Figure 1. RT-PCR analyses of the putative ME exons in the wild-type (N2) and the smg-2 (yb979) mutant. (A) clp-1 exons 3/4. (B) del-6 exons 5/6. del-6 exon 5 is unique in that it carries a natural termination codon. (C) bet-2 exons 3a/3b. Note that the intervening intron is retained instead of double ME exon inclusion for this cluster. (D) unc-32 exons 7a/7b.28 (E) akt-1 exons 6a/6b. A non-productive exon 6a isoform utilizing an aberrant acceptor site is detected in the smg-2 mutant. (F) fbl-1 exons 5D/5C.50 (G) F30F8.9 exons 4a/4b. (H) coq-2 exons 6a/6b. (I) gck-1 exons 4a/4b. (J and K) lev-11 exons 5a/5c/5b.37 (L) let-805 exons 19a/19b. Splicing patterns are schematically indicated. Coding regions are in orange. Arrows indicate predicted positions of undetected isoforms indicated on the right. Asterisks indicate non-specific bands.

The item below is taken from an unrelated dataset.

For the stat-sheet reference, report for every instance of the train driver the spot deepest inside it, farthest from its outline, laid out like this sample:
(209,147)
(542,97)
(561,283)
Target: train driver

Features of the ME exon clusters
The 29 ME exon clusters can be divided into two groups according to sequence similarity of the ME exons. Homologous ME exon clusters include 19 pairs, two trios, and one quad of homologous ME exons, while non-homologous clusters include six pairs and one trio of non-homologous ME exons (Table 1). The homologous clusters may be originated from exon duplication.14,30 The lengths of the homologous ME exons are close to or exactly the same as the counterpart(s) except for atn-1 exons 4a/4b, while those of the non-homologous ME exons are often far different from the counterpart(s). Nevertheless, reading frames in the downstream common exons are preserved whichever exon in the clusters is selected in almost all cases. The only exception is exons 5/6 of the del-6 gene, encoding a degenerin-like ion channel protein, where exon 5 consists of 3n+1 nt and carries a natural termination codon while exon 6 consists of 3n nt and has no termination codon (Fig. 1B).
Four of the ME exon clusters consist of more than two ME exons. Exons 13A/13B/13C/13D of the mrp-1 gene, encoding an ATP-binding cassette (ABC) transporter,31 is the only cluster with four ME exons. All the four exons are 156 (3n) nt in length and are homologous to each other (Table 1). Exons 9b/9c/9a of the gly-5 gene, encoding a UDP-GalNAc:polypeptide N-acetylgalactosaminyltransferase,32 is one of the three clusters with three ME exons. These exons are homologous to each other with almost the same size of 3n nt. The intervening intron between exons 9b and 9c is just 34 nt (discussed later). Exons 4a/4b/4c of the unc-32 gene27 are the only non-homologous trio of the ME exons. The unc-32 gene has another cluster of ME exons 7a/7b (Table 1) and we have recently reported that these two clusters in the single gene are independently regulated in tissue-specific manners.28 Exons 5a/5c/5b of the lev-11 gene, encoding multiple tropomyosin isoforms,33 are homologous and of exactly the same size (3n+1 nt). Pre-mRNA processing of the lev-11 gene is complex due to the combination of tissue-specific promoters, clusters of ME exons 4a/4b, 5a/5b/5c, and 7a/7b, and tandem cassette exons 9a/9b (Table 1).33 The complex structures and pre-mRNA processing patterns of the tropomyosin genes are evolutionarily conserved in metazoans,34 suggesting functional significance of multiple tropomyosin isoforms.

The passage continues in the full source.